Research

Multi-TW — Benchmarking Multimodal Models on Traditional Chinese QA in Taiwan

multimodal
benchmark
traditional-chinese
latency

Introduces Multi-TW, the first Traditional Chinese tri-modal (image, audio, text) benchmark evaluating performance and latency of any-to-any multimodal models.

Abstract visualization representing multimodal AI benchmarking.

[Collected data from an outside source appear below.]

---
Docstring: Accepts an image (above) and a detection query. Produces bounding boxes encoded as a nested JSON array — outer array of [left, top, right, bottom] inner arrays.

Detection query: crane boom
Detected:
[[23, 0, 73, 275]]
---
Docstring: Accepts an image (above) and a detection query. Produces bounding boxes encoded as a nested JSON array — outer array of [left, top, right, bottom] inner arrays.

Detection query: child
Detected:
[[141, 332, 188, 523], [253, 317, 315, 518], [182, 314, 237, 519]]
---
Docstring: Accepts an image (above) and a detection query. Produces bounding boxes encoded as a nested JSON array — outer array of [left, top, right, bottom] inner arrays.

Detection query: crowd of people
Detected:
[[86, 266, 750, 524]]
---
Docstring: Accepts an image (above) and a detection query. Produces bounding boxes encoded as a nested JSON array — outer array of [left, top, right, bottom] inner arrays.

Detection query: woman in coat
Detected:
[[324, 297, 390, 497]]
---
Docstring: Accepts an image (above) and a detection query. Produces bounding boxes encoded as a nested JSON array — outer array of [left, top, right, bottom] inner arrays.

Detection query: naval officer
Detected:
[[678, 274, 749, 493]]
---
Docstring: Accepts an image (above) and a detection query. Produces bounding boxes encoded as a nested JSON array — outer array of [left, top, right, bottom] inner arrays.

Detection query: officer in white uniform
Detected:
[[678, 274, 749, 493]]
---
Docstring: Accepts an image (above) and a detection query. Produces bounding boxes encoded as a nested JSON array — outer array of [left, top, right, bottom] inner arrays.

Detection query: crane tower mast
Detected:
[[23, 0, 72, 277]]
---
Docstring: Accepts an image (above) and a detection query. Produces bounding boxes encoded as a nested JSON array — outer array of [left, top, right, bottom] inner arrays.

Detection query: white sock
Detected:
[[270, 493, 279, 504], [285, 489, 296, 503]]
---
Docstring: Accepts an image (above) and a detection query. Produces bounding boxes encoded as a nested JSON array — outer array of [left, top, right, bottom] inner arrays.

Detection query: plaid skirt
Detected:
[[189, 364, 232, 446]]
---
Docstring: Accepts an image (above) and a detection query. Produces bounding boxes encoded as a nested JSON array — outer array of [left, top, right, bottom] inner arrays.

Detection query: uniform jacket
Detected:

Multi-TW addresses gaps in evaluating multimodal large language models (MLLMs) for Traditional Chinese by providing 900 multiple-choice questions spanning image+text and audio+text modalities. It additionally reports latency to reflect practical deployment considerations.

Key Contributions

  • First tri-modal benchmark focusing on Traditional Chinese QA.
  • Includes professionally sourced exam-style items (SC-TOP collaboration).
  • Evaluates both closed- and open-source any-to-any and VLM pipelines.
  • Provides latency analysis highlighting efficiency trade-offs.

Notable Findings

Closed-source models currently lead overall, yet open-source models remain competitive in audio tasks. End-to-end any-to-any architectures yield latency advantages over pipelines requiring separate transcription.

Impact

Supports future fine-tuning efforts and standardized evaluation for Taiwanese AI ecosystems.